The Exploring PC Accessibility: New Discoveries grant also is intended to increase the knowledge base of all groups dedicated to improving accessibility of PC technology and to facilitate the dissemination of new accessibility concepts and products. Perhaps most important, the grant will provide an opportunity for those in the accessibility field to share new thinking.
“Microsoft is extending its accessibility agenda by providing resources for an important pilot project to re-engage people with disabilities, through small and innovative developers, in the development of appropriate and accessible technology tools,”
said Russ Holland, program director, Alliance for Technology Access.
“By providing development resources for this market, which is often perceived as ‘marginal,’ this project has the potential to show the efficacy and impact of a consumer driven model, as well as to demonstrate clearly that when technology tools are designed to meet the needs of people with disabilities, the end result is better and more useable for everyone.”
“Computer technology can provide the means for a person with a disability to travel just about anywhere around the globe (even to the remotest regions of our outback),”

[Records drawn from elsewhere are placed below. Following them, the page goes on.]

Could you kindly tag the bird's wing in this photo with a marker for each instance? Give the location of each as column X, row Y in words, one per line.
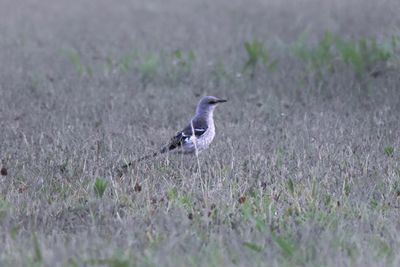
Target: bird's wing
column 183, row 136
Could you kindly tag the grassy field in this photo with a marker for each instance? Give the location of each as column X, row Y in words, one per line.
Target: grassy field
column 304, row 170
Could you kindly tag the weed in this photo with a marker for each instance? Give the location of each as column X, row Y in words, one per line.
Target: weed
column 100, row 187
column 389, row 151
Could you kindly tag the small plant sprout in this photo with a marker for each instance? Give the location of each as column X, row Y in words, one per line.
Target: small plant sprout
column 75, row 59
column 389, row 150
column 100, row 187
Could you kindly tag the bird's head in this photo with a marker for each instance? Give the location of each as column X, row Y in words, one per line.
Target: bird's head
column 208, row 103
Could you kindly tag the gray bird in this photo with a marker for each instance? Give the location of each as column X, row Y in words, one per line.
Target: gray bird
column 196, row 136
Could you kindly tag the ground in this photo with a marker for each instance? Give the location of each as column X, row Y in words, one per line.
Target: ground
column 304, row 169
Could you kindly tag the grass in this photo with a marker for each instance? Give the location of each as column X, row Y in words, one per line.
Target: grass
column 304, row 168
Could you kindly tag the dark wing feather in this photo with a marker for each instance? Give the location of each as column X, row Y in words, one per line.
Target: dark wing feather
column 183, row 136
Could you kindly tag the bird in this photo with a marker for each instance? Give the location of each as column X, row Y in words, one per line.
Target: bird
column 196, row 136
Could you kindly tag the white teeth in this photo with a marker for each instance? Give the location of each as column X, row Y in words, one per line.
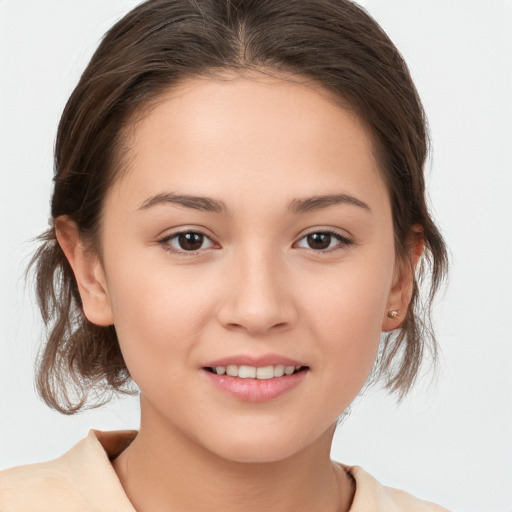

said Michael O’Leary, managing director of Spectronics, a supplier of computer access technologies in Australia.
“But for many such people, they might as well be on another planet when it comes to accessing PCs with the standard keyboard and mouse that so many of us take for granted. The commitment that Microsoft is making with the generous research funding it has announced today will greatly assist with the never-ending search for innovative, alternative access options for tomorrow’s PC technologies.”
Applications for Exploring PC Accessibility: New Discoveries grants must be submitted on or before Feb. 12, 1999. Information about the grant program and application process can be obtained from Microsoft’s accessibility Web site at http://www.microsoft.com/enable/ . Award
winners will be announced March 16 at the Technology and Persons With Disabilities Conference, hosted by California State University Northridge in Los Angeles.